Have we considered adding kpatch-macros.h to the kernel tree? I guess this would reduce version/arch checks within kpatch-macros.h.

liu-song-6 commented 3 years ago

This version works for the 5.6 kernel. 

diff --git a/kernel/sys.c b/kernel/sys.c
index d325f3ab624a..229946fe59a3 100644
--- a/kernel/sys.c
+++ b/kernel/sys.c
@@ -1258,7 +1258,34 @@ SYSCALL_DEFINE1(newuname, struct new_utsname __user *, name)
 /*
  * Old cruft
  */
-SYSCALL_DEFINE1(uname, struct old_utsname __user *, name)
+#include "kpatch-macros.h"
+KPATCH_IGNORE_SECTION("__syscalls_metadata")
+KPATCH_IGNORE_SECTION("_ftrace_events")
+#define KPATCH_SYSCALL_DEFINE1(name, ...)                              \
+       KPATCH_SYSCALL_DEFINEx(1, _##name, __VA_ARGS__)
+#define KPATCH_SYSCALL_DEFINEx(x, sname, ...)                          \
+       __KPATCH_SYSCALL_DEFINEx(x, sname, __VA_ARGS__)
+
+#define __KPATCH_SYSCALL_DEFINEx(x, name, ...)                                 \
+       asmlinkage long __x64_sys##name(const struct pt_regs *regs);    \
+       ALLOW_ERROR_INJECTION(__x64_sys##name, ERRNO);                  \
+       static long __se_sys##name(__MAP(x,__SC_LONG,__VA_ARGS__));     \
+       static long __kpatch_do_sys##name(__MAP(x,__SC_DECL,__VA_ARGS__));\
+       asmlinkage long __x64_sys##name(const struct pt_regs *regs)     \
+       {                                                               \
+               return __se_sys##name(SC_X86_64_REGS_TO_ARGS(x,__VA_ARGS__));\
+       }                                                               \
+       __IA32_SYS_STUBx(x, name, __VA_ARGS__)                          \
+       static long __se_sys##name(__MAP(x,__SC_LONG,__VA_ARGS__))      \
+       {                                                               \
+               long ret = __kpatch_do_sys##name(__MAP(x,__SC_CAST,__VA_ARGS__));\
+               __MAP(x,__SC_TEST,__VA_ARGS__);                         \
+               __PROTECT(x, ret,__MAP(x,__SC_ARGS,__VA_ARGS__));       \
+               return ret;                                             \
+       }                                                               \
+       static inline long __kpatch_do_sys##name(__MAP(x,__SC_DECL,__VA_ARGS__))
+
+KPATCH_SYSCALL_DEFINE1(uname, struct old_utsname __user *, name)
 {
        struct old_utsname tmp;
jpoimboe commented 3 years ago

Have we considered adding kpatch-macros.h to the kernel tree? I guess this would reduce version/arch checks within kpatch-macros.h.

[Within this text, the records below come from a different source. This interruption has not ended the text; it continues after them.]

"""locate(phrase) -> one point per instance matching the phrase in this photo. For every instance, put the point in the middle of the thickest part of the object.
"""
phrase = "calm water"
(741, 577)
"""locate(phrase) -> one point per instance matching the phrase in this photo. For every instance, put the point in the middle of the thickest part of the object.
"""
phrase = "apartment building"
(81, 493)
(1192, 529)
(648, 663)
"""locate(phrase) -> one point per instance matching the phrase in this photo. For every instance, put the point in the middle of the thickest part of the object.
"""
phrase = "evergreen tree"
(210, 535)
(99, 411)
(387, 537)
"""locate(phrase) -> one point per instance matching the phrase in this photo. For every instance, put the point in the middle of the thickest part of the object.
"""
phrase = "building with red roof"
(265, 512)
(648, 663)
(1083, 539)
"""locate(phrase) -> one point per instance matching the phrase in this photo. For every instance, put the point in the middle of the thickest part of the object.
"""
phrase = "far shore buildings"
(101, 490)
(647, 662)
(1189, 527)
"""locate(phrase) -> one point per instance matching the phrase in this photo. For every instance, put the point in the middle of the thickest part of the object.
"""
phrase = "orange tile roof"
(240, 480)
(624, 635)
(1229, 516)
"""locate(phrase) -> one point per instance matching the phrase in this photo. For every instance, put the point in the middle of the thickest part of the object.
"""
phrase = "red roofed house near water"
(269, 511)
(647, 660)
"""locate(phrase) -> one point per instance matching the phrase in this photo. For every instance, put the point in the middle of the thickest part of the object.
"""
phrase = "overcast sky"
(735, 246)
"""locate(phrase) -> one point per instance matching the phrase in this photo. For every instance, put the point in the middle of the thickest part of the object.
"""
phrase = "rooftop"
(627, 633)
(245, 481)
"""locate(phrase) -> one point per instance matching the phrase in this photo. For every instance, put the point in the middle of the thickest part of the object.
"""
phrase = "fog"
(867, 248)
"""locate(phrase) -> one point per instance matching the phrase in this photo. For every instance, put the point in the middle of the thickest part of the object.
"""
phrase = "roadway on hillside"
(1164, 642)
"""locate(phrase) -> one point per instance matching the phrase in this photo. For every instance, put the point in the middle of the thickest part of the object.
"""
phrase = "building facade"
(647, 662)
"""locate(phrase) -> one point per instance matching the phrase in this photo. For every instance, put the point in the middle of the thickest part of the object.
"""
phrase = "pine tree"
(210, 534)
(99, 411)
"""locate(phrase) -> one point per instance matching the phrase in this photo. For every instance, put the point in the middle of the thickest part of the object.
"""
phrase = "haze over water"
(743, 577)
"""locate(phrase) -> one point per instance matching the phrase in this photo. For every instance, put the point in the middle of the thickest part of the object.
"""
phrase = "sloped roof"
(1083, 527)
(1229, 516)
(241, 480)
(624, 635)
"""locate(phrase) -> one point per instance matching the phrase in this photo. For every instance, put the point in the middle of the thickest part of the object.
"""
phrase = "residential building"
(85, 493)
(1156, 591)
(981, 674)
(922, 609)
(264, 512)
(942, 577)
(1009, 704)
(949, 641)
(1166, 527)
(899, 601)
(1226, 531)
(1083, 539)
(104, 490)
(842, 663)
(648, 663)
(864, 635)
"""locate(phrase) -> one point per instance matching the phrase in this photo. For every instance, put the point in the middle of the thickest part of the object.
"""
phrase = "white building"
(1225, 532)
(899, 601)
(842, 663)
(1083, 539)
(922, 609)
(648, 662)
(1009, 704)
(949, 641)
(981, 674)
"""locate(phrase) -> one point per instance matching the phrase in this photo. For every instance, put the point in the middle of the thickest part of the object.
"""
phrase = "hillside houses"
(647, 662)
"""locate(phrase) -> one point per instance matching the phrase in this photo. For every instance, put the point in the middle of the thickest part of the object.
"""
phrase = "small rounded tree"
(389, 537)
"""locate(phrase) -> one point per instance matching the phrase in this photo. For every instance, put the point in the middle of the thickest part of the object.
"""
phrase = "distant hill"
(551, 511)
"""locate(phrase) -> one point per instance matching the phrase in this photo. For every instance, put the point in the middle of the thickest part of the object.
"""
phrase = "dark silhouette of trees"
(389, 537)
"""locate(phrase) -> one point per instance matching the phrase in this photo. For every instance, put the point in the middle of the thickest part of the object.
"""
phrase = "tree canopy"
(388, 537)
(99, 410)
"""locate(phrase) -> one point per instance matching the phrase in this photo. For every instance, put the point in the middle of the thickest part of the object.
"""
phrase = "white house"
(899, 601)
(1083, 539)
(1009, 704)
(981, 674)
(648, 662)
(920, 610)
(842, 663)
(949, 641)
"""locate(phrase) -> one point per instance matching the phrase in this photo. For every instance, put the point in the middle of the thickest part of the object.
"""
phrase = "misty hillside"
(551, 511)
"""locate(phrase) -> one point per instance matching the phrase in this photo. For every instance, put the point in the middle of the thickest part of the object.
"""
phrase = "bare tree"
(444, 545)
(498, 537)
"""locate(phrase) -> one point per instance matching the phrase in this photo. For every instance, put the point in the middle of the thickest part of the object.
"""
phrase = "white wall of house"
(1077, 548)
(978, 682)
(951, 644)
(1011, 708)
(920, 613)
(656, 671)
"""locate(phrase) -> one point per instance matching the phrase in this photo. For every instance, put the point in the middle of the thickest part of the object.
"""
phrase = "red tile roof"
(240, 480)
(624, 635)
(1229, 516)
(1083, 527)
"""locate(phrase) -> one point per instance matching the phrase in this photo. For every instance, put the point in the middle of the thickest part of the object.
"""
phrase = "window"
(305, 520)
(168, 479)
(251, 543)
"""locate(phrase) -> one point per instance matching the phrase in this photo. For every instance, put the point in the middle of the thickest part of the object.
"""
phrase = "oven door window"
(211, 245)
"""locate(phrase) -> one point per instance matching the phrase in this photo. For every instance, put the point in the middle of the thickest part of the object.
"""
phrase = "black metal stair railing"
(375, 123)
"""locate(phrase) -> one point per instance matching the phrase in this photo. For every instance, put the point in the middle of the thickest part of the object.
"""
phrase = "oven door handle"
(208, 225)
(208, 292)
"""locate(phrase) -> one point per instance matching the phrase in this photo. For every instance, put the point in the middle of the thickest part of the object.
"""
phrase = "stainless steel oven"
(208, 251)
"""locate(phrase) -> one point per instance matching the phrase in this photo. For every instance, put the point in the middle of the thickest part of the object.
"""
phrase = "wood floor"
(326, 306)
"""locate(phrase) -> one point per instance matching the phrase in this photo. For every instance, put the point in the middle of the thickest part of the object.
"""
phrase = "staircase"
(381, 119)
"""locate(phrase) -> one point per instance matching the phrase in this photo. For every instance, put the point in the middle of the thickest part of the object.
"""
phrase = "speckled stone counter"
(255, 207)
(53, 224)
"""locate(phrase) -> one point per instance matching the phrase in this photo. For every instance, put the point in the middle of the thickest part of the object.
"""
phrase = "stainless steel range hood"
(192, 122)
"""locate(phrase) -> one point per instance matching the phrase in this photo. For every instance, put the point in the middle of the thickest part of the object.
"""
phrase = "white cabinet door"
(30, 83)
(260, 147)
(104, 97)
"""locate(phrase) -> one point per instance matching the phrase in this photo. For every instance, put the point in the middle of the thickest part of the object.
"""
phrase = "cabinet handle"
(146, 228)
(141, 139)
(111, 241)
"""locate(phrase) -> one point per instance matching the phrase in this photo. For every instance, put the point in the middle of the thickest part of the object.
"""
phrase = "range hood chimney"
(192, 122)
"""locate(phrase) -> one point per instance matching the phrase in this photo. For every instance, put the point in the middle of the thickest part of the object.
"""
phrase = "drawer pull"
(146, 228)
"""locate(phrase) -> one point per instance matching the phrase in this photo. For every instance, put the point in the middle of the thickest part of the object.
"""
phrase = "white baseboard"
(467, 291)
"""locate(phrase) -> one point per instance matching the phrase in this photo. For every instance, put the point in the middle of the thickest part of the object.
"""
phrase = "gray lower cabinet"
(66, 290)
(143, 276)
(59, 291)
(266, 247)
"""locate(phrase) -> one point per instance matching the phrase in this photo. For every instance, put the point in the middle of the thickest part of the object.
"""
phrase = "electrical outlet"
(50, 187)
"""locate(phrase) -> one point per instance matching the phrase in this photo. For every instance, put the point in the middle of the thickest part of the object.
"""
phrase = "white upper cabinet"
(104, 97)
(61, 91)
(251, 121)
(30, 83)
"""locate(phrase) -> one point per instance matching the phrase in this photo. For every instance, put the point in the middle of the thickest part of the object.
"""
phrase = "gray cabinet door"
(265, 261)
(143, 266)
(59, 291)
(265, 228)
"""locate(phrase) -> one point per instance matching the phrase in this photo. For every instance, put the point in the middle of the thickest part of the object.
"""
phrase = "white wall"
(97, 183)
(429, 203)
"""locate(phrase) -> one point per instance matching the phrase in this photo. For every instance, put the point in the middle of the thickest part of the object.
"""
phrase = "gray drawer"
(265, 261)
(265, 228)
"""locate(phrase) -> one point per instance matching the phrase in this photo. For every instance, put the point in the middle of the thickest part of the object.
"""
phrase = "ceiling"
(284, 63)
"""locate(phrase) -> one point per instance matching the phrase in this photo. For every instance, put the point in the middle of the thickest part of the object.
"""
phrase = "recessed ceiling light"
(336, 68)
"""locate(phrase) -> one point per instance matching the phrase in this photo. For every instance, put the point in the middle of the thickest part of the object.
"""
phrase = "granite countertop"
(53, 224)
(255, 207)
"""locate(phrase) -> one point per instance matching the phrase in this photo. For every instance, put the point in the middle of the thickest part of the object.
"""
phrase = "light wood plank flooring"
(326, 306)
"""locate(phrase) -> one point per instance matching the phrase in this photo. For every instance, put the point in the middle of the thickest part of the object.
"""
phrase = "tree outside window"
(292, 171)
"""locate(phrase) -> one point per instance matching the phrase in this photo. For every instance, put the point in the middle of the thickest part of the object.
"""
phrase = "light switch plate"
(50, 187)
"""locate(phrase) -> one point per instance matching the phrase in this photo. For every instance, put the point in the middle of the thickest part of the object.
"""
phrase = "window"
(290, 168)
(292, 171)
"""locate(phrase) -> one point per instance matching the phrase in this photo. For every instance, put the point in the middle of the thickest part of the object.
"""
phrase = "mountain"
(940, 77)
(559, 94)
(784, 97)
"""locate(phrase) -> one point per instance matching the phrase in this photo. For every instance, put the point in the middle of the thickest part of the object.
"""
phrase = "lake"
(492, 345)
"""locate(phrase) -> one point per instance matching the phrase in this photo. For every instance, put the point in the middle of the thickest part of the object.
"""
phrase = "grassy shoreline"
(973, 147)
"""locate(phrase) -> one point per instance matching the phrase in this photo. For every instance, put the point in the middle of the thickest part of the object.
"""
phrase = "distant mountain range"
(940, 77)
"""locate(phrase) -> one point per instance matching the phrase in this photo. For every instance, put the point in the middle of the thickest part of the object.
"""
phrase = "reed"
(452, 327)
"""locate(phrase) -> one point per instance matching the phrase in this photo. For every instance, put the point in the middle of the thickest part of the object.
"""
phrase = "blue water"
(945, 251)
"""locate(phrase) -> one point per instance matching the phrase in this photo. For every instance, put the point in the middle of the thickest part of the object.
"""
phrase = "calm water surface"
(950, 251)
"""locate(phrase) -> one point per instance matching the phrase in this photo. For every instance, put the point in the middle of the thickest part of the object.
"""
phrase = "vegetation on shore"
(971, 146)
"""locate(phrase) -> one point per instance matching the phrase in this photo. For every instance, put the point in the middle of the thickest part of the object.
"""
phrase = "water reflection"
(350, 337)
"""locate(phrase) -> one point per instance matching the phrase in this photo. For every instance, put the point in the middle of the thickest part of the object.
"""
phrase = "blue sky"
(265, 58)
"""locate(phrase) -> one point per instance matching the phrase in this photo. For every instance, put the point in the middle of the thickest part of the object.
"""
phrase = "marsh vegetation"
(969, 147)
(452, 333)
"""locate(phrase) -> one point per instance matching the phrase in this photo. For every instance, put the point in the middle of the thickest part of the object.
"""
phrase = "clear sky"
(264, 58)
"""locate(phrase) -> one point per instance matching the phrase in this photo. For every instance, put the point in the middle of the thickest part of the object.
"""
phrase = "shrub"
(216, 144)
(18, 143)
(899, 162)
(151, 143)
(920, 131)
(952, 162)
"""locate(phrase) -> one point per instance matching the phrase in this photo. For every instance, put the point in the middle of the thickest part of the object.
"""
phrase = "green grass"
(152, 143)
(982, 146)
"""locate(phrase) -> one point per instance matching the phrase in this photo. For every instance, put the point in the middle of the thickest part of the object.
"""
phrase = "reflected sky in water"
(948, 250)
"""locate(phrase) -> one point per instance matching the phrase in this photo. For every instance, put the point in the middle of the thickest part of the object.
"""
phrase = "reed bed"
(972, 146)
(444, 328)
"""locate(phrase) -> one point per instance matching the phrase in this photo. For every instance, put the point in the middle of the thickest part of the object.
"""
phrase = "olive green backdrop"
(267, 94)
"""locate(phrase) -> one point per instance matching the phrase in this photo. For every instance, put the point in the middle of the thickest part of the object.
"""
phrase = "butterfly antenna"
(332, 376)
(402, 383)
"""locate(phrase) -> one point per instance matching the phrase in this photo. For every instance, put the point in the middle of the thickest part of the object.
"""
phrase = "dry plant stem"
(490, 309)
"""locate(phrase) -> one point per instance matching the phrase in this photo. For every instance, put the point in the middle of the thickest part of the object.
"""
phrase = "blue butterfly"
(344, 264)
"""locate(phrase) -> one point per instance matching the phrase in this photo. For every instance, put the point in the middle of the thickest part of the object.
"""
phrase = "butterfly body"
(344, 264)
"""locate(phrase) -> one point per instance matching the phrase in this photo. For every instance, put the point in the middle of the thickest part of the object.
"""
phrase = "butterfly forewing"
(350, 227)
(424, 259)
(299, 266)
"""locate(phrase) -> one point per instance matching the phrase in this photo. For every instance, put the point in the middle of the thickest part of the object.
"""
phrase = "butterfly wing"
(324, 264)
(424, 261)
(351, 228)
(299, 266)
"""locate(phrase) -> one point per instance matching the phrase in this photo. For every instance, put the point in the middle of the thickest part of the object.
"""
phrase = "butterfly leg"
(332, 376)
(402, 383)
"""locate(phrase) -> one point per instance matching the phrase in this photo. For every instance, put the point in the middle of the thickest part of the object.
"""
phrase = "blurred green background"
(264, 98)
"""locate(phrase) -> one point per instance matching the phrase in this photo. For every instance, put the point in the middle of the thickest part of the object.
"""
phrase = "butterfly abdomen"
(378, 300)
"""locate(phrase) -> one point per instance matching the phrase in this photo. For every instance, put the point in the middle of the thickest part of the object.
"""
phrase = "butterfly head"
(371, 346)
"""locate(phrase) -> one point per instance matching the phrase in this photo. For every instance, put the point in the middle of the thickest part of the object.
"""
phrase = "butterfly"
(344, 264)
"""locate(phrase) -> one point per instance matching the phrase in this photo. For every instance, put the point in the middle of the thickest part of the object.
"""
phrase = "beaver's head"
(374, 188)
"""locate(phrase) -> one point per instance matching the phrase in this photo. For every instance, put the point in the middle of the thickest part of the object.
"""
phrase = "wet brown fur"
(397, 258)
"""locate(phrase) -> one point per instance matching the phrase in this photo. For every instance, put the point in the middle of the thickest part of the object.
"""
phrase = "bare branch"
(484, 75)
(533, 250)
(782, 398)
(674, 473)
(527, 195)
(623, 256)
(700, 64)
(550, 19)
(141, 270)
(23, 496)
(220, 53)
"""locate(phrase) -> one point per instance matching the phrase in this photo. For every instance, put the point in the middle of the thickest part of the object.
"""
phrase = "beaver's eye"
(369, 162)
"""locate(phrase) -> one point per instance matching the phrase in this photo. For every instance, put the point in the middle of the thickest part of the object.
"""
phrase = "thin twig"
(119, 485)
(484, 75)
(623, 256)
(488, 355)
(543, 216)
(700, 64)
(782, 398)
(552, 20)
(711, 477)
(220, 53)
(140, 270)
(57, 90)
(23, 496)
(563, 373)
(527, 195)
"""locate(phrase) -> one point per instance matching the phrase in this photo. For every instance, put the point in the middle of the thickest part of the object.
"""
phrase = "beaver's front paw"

That would be nice, but it would be NAKed with a vengeance.

Long term we do hope to have a unified patch creation solution which can live completely in the kernel tree.

liu-song-6 commented 3 years ago

The change by @jpoimboe works great on a 5.12 based kernel. Thanks again.

jpoimboe commented 3 years ago

@liu-song-6 Glad that worked! Reopening so I don't forget to add the macro.